# Laying linoleum over tile



## NaeGan (Sep 8, 2009)

I'm in a situation where I have to lay linoleum over some old tile. There was rubber back carpet glued to it. I have all of the old carpet scraped off and washed the floor. The tile seems to be well in tact except for one piece next to a wall under the stove. I usually wouldn't lay over the tile, but I either do or don't get to do it. Somebody is going to. Is there a certain kind of underlayment I can put down to help avoid the seams and the hard glue from showing the new flooring.


----------



## opiethetileman (Apr 7, 2005)

me few cents. is this not a good idea. the grout joints are going to show thru linoleum and get worse as time goes by.

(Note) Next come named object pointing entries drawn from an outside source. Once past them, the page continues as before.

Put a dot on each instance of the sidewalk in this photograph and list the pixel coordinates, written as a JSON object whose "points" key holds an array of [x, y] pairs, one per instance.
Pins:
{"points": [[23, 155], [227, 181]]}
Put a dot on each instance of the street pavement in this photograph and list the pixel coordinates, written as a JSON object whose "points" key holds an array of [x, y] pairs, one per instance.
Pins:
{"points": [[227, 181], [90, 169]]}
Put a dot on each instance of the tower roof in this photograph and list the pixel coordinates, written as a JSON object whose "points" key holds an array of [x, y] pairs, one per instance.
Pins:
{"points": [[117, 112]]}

The glue will not stick to the surface of tile tile as well.. To me very very bad idea


----------



## rusty baker (Jun 14, 2008)

Ceramic tile or VAT or VCT? Are you installing linoleum or vinyl? It does make a difference. I have installed tons of vinyl over VAT and VCT with no problem.


----------



## NaeGan (Sep 8, 2009)

My apologies for being so vague. The homeowners dropped of the flooring today and it would be vinyl over VAT. The tile is pretty tight and seems to be well attached.


----------



## PrecisionFloors (Jan 24, 2006)

Skim it with a cement based patch with a latex additive and install to manufacturer's specs.


----------



## Red Adobe (Jul 26, 2008)

well maybe this isnt right but here what I did at the lake house...... I did a wet sand with 30 grit cleaned up with acetone then used contact cement and put down 1/4 mahogany. That was 20 some years ago on the overlay and its held up to pealing up and redoing the viyl 3x

If I had it to do with whats out now id go with hardi or kerdi and tile and be done

now that i think about it no wonder my lungs are toast and a pack or more a day probebly wasnt the worst thing.


----------



## rusty baker (Jun 14, 2008)

You shouldn't sand it because it is probably asbestos. And hardi and kerdi are for ceramic tile, not sheet vinyl.


----------



## Bud Cline (Feb 12, 2006)

Strip it.
Skim it tight with Plani-Patch.
Lay over it.
The seams won't show through.
Ever.


----------



## NaeGan (Sep 8, 2009)

When you say strip it, do you mean remove all of the glue from the carpet?


----------



## rusty baker (Jun 14, 2008)

Glue, wax etc.


----------